Anyway, the "reader voice" in my head is a bit bitchy right now, whining that I could have bought and read Bruce Wayne: Murderer?, Fugitive and also the Cataclysm TPB by now, if I hadn't decided on single issues for all of those, whereas the "collector" is all happy, because that part of me gets a thrill each time I get a new issue and doesn't care that I can't read any of them as long as I'm still missing random issues. I try to appease the whiny "reader voice" by pointing out that the TPBs wouldn't have contained all the issues or all pages of all issues, that for example according to my information the Cataclysm TPB reprints only 14 issues, and I'm not even sure it contains all pages of those.
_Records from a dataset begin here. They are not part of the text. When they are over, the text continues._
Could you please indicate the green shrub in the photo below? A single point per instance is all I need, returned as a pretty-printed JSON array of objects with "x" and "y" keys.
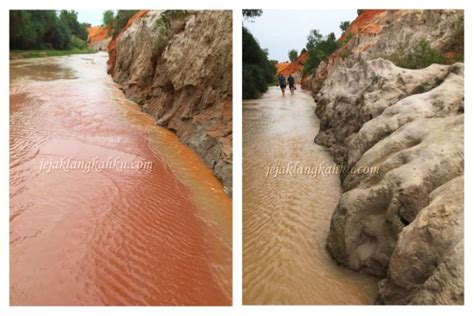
[{"x": 257, "y": 70}]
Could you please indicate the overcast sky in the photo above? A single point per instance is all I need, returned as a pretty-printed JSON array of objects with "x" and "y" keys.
[
  {"x": 93, "y": 17},
  {"x": 282, "y": 30}
]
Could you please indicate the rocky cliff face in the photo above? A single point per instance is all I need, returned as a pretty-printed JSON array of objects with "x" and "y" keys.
[
  {"x": 182, "y": 75},
  {"x": 401, "y": 133},
  {"x": 98, "y": 38}
]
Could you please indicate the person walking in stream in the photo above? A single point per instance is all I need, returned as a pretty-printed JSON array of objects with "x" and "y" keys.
[
  {"x": 282, "y": 83},
  {"x": 291, "y": 83}
]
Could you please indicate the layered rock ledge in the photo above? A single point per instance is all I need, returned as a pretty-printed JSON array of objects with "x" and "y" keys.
[
  {"x": 182, "y": 76},
  {"x": 401, "y": 218}
]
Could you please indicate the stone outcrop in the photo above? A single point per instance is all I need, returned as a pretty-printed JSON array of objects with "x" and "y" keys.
[
  {"x": 399, "y": 134},
  {"x": 98, "y": 38},
  {"x": 183, "y": 77}
]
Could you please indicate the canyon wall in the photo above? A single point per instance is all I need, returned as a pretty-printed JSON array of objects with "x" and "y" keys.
[
  {"x": 399, "y": 135},
  {"x": 98, "y": 38},
  {"x": 177, "y": 65}
]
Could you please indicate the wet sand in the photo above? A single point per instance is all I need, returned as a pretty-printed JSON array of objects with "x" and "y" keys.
[
  {"x": 286, "y": 217},
  {"x": 117, "y": 235}
]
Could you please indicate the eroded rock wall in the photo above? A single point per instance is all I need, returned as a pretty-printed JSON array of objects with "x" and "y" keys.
[
  {"x": 184, "y": 79},
  {"x": 401, "y": 133}
]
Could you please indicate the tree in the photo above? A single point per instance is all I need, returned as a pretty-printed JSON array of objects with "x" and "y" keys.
[
  {"x": 292, "y": 54},
  {"x": 69, "y": 20},
  {"x": 257, "y": 70},
  {"x": 344, "y": 25},
  {"x": 251, "y": 14},
  {"x": 314, "y": 38},
  {"x": 319, "y": 48},
  {"x": 108, "y": 18},
  {"x": 121, "y": 19}
]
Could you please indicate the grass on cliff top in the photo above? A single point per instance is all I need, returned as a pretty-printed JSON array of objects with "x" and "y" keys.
[{"x": 15, "y": 54}]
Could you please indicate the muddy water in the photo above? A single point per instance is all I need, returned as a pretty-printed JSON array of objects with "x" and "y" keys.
[
  {"x": 105, "y": 207},
  {"x": 286, "y": 216}
]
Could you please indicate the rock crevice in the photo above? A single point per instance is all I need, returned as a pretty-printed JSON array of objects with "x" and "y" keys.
[
  {"x": 183, "y": 78},
  {"x": 402, "y": 218}
]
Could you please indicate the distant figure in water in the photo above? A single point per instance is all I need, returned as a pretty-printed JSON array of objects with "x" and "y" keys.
[
  {"x": 282, "y": 82},
  {"x": 291, "y": 83}
]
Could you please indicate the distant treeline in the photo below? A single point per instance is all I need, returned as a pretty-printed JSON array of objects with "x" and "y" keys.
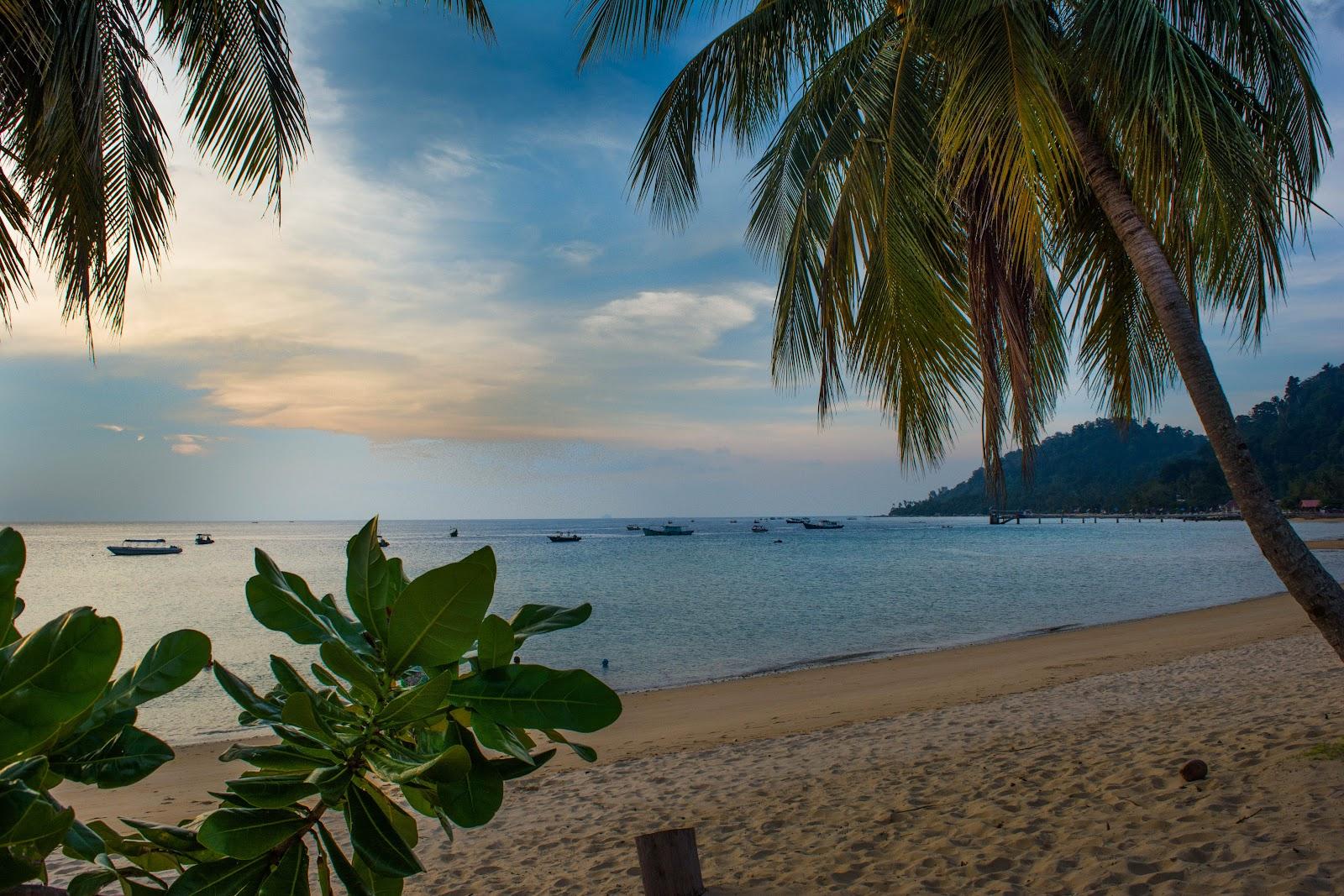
[{"x": 1296, "y": 438}]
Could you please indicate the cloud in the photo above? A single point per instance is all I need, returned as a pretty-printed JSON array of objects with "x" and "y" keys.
[
  {"x": 577, "y": 251},
  {"x": 190, "y": 445},
  {"x": 674, "y": 322}
]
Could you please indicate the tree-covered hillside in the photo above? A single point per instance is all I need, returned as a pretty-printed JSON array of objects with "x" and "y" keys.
[{"x": 1297, "y": 439}]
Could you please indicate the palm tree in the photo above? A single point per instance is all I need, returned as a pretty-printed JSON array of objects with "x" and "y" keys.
[
  {"x": 84, "y": 177},
  {"x": 956, "y": 192}
]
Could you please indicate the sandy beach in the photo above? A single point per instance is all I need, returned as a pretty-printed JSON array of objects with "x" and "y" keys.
[{"x": 1038, "y": 765}]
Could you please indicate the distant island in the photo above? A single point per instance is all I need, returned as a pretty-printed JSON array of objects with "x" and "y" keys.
[{"x": 1297, "y": 438}]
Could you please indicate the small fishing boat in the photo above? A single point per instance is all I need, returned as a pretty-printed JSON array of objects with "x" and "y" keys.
[
  {"x": 669, "y": 530},
  {"x": 143, "y": 547}
]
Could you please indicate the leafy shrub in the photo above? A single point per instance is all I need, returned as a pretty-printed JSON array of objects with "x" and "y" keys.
[
  {"x": 416, "y": 694},
  {"x": 64, "y": 719}
]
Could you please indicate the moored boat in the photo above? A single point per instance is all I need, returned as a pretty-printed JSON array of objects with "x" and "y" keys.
[
  {"x": 143, "y": 547},
  {"x": 669, "y": 530}
]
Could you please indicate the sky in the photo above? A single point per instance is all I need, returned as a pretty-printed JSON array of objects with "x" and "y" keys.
[{"x": 463, "y": 315}]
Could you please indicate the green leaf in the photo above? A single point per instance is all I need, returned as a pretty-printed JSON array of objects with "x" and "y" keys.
[
  {"x": 474, "y": 801},
  {"x": 291, "y": 875},
  {"x": 272, "y": 792},
  {"x": 223, "y": 878},
  {"x": 53, "y": 674},
  {"x": 347, "y": 664},
  {"x": 91, "y": 882},
  {"x": 375, "y": 837},
  {"x": 246, "y": 833},
  {"x": 175, "y": 660},
  {"x": 279, "y": 758},
  {"x": 584, "y": 752},
  {"x": 495, "y": 647},
  {"x": 537, "y": 618},
  {"x": 511, "y": 768},
  {"x": 438, "y": 614},
  {"x": 245, "y": 696},
  {"x": 276, "y": 605},
  {"x": 333, "y": 782},
  {"x": 501, "y": 739},
  {"x": 528, "y": 696},
  {"x": 124, "y": 761},
  {"x": 366, "y": 579},
  {"x": 13, "y": 557},
  {"x": 30, "y": 824},
  {"x": 417, "y": 703},
  {"x": 344, "y": 871}
]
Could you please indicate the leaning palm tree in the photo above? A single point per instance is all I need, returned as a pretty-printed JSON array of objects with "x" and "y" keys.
[
  {"x": 84, "y": 177},
  {"x": 958, "y": 192}
]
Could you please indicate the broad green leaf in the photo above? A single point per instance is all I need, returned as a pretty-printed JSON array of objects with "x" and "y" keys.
[
  {"x": 276, "y": 606},
  {"x": 511, "y": 768},
  {"x": 123, "y": 761},
  {"x": 53, "y": 674},
  {"x": 495, "y": 647},
  {"x": 333, "y": 782},
  {"x": 344, "y": 871},
  {"x": 474, "y": 801},
  {"x": 291, "y": 875},
  {"x": 279, "y": 758},
  {"x": 175, "y": 660},
  {"x": 501, "y": 739},
  {"x": 378, "y": 886},
  {"x": 528, "y": 696},
  {"x": 584, "y": 752},
  {"x": 366, "y": 579},
  {"x": 375, "y": 837},
  {"x": 272, "y": 792},
  {"x": 223, "y": 878},
  {"x": 347, "y": 664},
  {"x": 538, "y": 618},
  {"x": 13, "y": 555},
  {"x": 245, "y": 696},
  {"x": 417, "y": 703},
  {"x": 438, "y": 614},
  {"x": 30, "y": 824},
  {"x": 246, "y": 833},
  {"x": 82, "y": 842}
]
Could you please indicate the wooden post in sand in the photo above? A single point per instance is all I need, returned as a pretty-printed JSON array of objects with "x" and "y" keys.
[{"x": 669, "y": 862}]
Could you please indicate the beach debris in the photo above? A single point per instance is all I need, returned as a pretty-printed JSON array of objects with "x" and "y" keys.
[{"x": 669, "y": 862}]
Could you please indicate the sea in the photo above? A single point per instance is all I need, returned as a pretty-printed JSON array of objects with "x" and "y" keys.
[{"x": 667, "y": 611}]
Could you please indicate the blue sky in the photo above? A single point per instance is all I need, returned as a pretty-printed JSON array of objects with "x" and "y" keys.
[{"x": 463, "y": 316}]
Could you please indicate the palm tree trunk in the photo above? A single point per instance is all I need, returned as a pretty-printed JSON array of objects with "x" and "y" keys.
[{"x": 1315, "y": 589}]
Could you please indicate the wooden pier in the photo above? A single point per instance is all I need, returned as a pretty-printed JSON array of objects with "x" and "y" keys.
[{"x": 1000, "y": 517}]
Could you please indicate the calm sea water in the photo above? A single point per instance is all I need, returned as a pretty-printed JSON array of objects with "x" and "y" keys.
[{"x": 667, "y": 611}]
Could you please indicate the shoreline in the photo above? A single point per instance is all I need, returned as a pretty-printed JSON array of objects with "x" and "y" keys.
[{"x": 808, "y": 700}]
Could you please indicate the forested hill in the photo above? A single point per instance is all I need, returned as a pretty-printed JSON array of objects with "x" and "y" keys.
[{"x": 1297, "y": 438}]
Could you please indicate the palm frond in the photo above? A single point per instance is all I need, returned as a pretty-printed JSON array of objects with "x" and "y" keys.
[
  {"x": 244, "y": 105},
  {"x": 736, "y": 87}
]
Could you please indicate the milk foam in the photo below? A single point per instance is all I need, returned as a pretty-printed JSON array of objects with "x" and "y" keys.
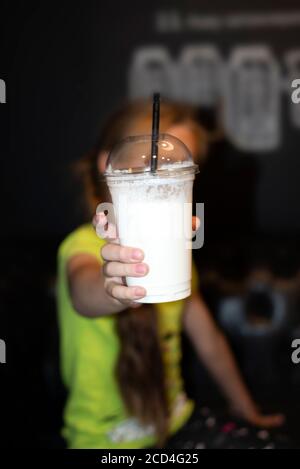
[{"x": 155, "y": 215}]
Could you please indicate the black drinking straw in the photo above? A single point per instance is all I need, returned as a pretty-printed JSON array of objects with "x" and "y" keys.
[{"x": 155, "y": 132}]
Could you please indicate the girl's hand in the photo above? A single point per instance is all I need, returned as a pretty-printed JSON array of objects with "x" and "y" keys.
[{"x": 120, "y": 262}]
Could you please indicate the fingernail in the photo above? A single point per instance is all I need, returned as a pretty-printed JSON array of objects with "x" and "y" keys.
[
  {"x": 140, "y": 268},
  {"x": 139, "y": 291},
  {"x": 137, "y": 254}
]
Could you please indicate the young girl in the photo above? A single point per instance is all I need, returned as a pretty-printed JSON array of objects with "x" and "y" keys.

According to the info I've found it misses the Azrael issue, one of the Catwoman issues, the first of the Robin issues, as well as the Arkham special issue.

Yet I also have a large pile of comics I can't read right now, insists the whiny "reader voice", thus sometimes it wins, and I go for the (often) cheaper instant gratification of buying a collection. Like I did so with the early Nightwing issues. And promptly I'm discontent in places with the selections they made for some of the collections *grin*.

As Goethe's Faust once said "Zwei Seelen wohnen, ach! in meiner Brust [...]"

Well, at least I'm not nearly as schizophrenic as poor Bruce...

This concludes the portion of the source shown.